By Avery Quinn
Pearl Jade is a 21-year-old musician and visual artist currently residing in their hometown of Anacortes, Washington. I had the pleasure of interviewing them over Zoom. Look for them in the coming months as they move back to Olympia and at https://pearltottenhammusic.bandcamp.com/music.
avery: What have you been working on this quarter?
pearl: I’m doing a sort of capstone project. It’s a little overwhelming but has really come together in the last couple of weeks, so I’m getting excited. I’ve done this kind of program twice before and in both of those programs, I’ve written projects musically and recorded them as evidence of my work. But in this case, I’m taking a lot of material that I’ve written over my time at Evergreen and I’m focusing on recording. I’m also doing an internship right now at a recording studio in my hometown. So I’m actually getting to record in a really cool space.
avery: It’s really interesting that you are, it seems, mainly following this musical path. I think your visual art is really amazing, but I’d love to know about any of your artistic processes.
pearl: I’ve been making music for a really long time. I was a really musical kid, always in choir, and I learned to play guitar really young. I started writing songs at like 12, recording at 14 and I’ve been recording myself since I was 18 or so. But then in the last couple of years, I’ve started to devote more of my time to visual art. When I first got to college and started exploring visual art more I realized that, yeah, I want to keep making music forever, but it’s a really hard thing to make a career out of, because I’m a really anxious person. I just don’t love the idea of being successful in that particular way. I like my privacy and my cozy home life. I want to keep making music but I realized that visual art is something that I am really comfortable spending a lot of my time on, and really happy spending time on. I’ve been going down a path of pursuing that as a career rather than music, even though I’m still equally passionate about music. I just don’t want to put a lot of pressure on myself to make it, if that makes sense.

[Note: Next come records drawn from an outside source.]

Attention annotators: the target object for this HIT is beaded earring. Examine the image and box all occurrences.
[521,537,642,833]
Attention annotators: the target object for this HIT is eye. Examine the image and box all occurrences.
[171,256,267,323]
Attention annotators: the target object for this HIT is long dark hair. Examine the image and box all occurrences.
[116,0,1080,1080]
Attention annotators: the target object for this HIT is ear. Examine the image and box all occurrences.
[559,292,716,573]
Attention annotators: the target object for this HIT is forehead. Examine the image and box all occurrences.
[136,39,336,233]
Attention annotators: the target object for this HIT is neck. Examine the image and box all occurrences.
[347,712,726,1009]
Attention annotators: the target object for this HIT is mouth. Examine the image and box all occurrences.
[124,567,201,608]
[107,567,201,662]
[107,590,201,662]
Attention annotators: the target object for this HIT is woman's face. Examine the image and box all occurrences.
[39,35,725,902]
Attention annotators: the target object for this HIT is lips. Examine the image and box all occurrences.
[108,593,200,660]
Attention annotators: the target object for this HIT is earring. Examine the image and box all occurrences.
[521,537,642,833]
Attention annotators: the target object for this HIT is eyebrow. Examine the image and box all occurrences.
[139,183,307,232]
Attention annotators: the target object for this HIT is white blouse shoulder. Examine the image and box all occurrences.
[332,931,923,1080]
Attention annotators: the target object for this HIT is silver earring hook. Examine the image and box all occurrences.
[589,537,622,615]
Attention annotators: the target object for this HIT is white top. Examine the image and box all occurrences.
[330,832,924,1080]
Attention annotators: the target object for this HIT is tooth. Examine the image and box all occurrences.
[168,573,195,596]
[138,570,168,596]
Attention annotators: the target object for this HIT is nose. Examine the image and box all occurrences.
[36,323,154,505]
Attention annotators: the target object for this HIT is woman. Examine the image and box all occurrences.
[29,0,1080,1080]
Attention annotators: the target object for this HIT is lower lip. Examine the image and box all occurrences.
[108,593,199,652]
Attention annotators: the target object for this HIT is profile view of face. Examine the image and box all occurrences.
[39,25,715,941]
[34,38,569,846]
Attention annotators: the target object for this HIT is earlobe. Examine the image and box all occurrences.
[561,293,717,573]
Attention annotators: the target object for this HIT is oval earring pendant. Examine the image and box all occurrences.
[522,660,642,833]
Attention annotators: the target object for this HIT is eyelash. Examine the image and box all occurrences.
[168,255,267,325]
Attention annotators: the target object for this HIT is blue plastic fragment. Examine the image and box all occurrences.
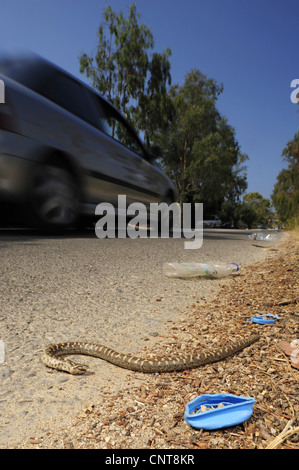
[247,313,280,325]
[184,393,255,430]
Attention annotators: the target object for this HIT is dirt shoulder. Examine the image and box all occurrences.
[9,236,299,449]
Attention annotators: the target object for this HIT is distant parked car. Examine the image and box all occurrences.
[203,215,221,228]
[0,50,176,228]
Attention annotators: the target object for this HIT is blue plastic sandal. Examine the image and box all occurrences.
[184,393,255,430]
[247,313,280,325]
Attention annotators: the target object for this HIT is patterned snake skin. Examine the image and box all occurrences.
[41,335,259,374]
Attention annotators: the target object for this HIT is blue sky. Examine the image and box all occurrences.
[0,0,299,197]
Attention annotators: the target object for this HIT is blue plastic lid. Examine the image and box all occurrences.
[247,313,280,325]
[184,393,255,430]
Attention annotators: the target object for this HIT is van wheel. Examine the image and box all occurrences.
[30,164,79,230]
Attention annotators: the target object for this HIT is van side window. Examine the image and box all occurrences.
[41,73,94,125]
[93,99,144,158]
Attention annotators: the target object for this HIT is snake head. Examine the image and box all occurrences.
[68,361,88,375]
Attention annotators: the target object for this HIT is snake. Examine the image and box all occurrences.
[41,335,259,375]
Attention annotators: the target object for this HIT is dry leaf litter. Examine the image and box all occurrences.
[10,235,299,449]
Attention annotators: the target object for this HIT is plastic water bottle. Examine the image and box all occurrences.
[248,232,277,242]
[163,263,240,279]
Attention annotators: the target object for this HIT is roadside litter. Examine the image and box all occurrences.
[163,263,240,279]
[184,393,255,430]
[248,232,277,242]
[247,313,280,325]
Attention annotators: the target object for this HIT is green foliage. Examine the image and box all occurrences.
[272,131,299,227]
[79,3,171,144]
[156,70,247,211]
[79,3,248,213]
[236,192,273,228]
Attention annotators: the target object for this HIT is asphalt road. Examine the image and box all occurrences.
[0,230,284,448]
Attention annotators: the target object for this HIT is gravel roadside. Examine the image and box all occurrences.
[0,231,290,448]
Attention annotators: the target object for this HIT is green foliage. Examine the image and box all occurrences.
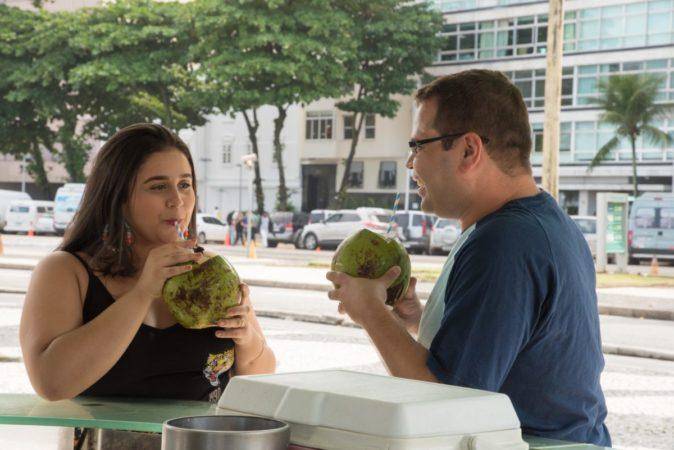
[332,0,442,208]
[193,0,355,211]
[0,5,54,191]
[68,0,212,137]
[588,74,674,197]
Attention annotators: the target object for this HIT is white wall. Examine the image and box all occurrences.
[180,106,301,213]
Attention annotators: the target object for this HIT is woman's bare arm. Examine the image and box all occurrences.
[19,252,152,400]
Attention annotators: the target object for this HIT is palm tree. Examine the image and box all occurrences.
[588,74,674,198]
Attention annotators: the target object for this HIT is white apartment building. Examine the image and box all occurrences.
[180,106,302,217]
[429,0,674,214]
[300,96,418,211]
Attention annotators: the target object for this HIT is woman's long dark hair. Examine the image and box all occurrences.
[58,123,197,276]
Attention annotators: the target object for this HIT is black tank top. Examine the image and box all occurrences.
[71,253,234,402]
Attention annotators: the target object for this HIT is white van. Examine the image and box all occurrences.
[627,192,674,264]
[54,183,84,235]
[5,200,54,234]
[0,189,30,230]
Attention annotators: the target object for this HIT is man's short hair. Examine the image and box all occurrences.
[415,70,531,175]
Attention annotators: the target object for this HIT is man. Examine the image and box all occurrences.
[327,70,610,446]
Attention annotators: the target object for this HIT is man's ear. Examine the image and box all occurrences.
[460,133,486,172]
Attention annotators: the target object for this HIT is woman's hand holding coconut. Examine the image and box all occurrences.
[215,283,274,375]
[134,240,203,300]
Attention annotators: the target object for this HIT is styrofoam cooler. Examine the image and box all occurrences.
[218,370,528,450]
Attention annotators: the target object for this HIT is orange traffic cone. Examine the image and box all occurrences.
[650,256,660,277]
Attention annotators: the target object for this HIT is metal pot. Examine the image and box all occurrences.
[161,416,290,450]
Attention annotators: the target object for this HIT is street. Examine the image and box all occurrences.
[0,284,674,449]
[0,236,674,450]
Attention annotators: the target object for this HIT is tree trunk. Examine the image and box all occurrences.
[159,86,178,132]
[58,117,89,183]
[630,134,639,199]
[332,112,365,209]
[26,142,51,200]
[274,106,289,211]
[242,109,264,215]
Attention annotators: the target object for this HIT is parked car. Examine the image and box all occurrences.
[0,189,31,230]
[197,214,229,244]
[627,193,674,263]
[54,183,84,235]
[428,219,461,255]
[301,208,398,250]
[267,211,309,248]
[395,211,437,253]
[571,216,597,257]
[309,209,337,223]
[5,200,56,234]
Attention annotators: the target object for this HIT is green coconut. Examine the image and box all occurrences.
[331,229,412,306]
[162,255,241,328]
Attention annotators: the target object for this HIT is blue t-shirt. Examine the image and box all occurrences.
[427,192,611,446]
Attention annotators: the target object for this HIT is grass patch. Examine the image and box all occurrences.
[597,273,674,288]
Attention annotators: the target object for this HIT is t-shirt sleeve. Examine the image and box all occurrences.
[427,223,554,391]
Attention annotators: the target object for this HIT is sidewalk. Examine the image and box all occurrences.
[0,256,674,361]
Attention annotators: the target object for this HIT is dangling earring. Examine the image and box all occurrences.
[124,220,136,247]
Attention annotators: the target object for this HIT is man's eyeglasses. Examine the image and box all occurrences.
[408,131,489,155]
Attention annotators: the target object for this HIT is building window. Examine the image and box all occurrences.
[379,161,397,189]
[222,142,232,164]
[305,111,332,139]
[531,123,543,153]
[365,114,375,139]
[505,67,573,109]
[347,161,363,188]
[575,59,674,106]
[344,114,353,139]
[344,114,375,139]
[438,0,674,61]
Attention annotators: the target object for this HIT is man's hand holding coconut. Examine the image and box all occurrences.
[320,70,611,446]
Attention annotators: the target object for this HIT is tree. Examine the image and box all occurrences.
[251,0,355,211]
[0,5,54,196]
[332,0,442,208]
[68,0,211,138]
[588,74,674,198]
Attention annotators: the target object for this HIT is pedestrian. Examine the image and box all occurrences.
[327,70,611,447]
[227,210,236,245]
[260,211,270,247]
[19,124,276,402]
[232,211,246,246]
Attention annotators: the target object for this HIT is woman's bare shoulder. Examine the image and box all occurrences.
[31,250,89,292]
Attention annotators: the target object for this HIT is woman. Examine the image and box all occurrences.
[19,124,276,401]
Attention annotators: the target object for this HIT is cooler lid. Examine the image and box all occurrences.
[218,370,520,439]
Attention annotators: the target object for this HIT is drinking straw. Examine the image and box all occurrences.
[386,192,400,235]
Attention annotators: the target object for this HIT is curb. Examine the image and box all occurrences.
[601,344,674,361]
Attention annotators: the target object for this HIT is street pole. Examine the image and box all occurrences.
[241,153,257,253]
[542,0,564,200]
[199,157,212,212]
[237,164,243,211]
[405,169,412,211]
[21,155,26,192]
[246,167,253,248]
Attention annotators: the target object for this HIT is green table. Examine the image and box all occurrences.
[0,394,603,450]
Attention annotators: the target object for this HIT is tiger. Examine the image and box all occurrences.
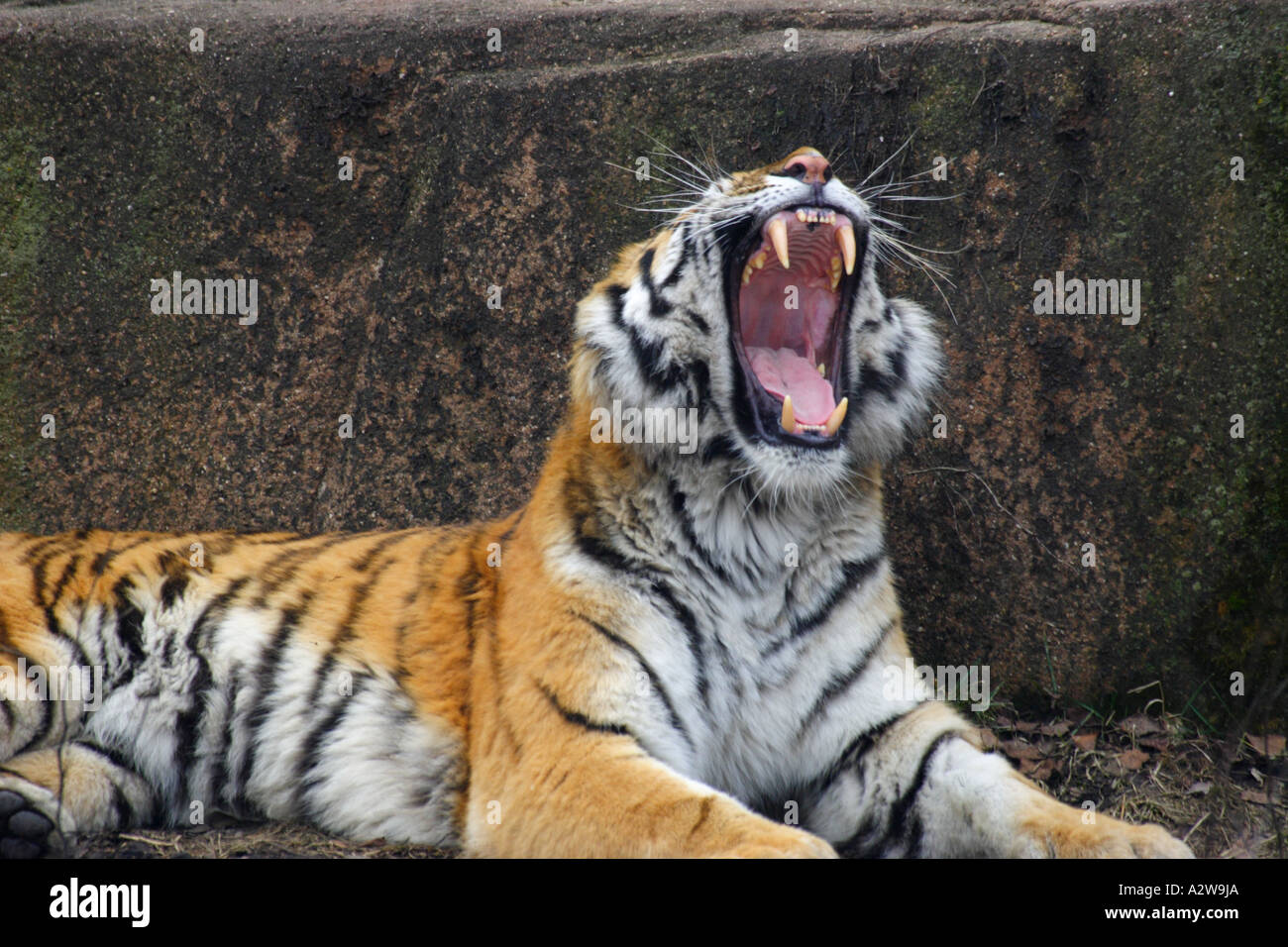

avery: I think that makes a lot of sense. It’s really interesting to see the different ways artists use other art forms or multiple art forms to create a practice that supports their livelihood.
pearl: Yeah. I mean, my music is really personal to me. It’s something that I write for myself and I record because I want to have a thing to hold in my hands, basically. But visual art is something that I feel way more comfortable making for other people. Before I turned 18, I started to get really into self-taught tattoo culture. That was honestly what opened me up to making art more consistently. I got and gave my first stick and poke tattoo at 17. My friend and I traded. Then I got my first shop tattoo at 18. As a college music student I was so busy studying that I didn’t have time for a full-time job or anything. So I couldn’t afford to get tattooed as often as I wanted and my way around that was learning how to do it myself. I practiced on my leg and on fruit. I’ve taken a little bit of a step back from it because I realized I would like to learn properly. But I mostly have been focusing my energy on designing tattoos for myself and other people, which has been really fun. I’m trying to sort of build a portfolio, it’s something I would definitely like to pursue.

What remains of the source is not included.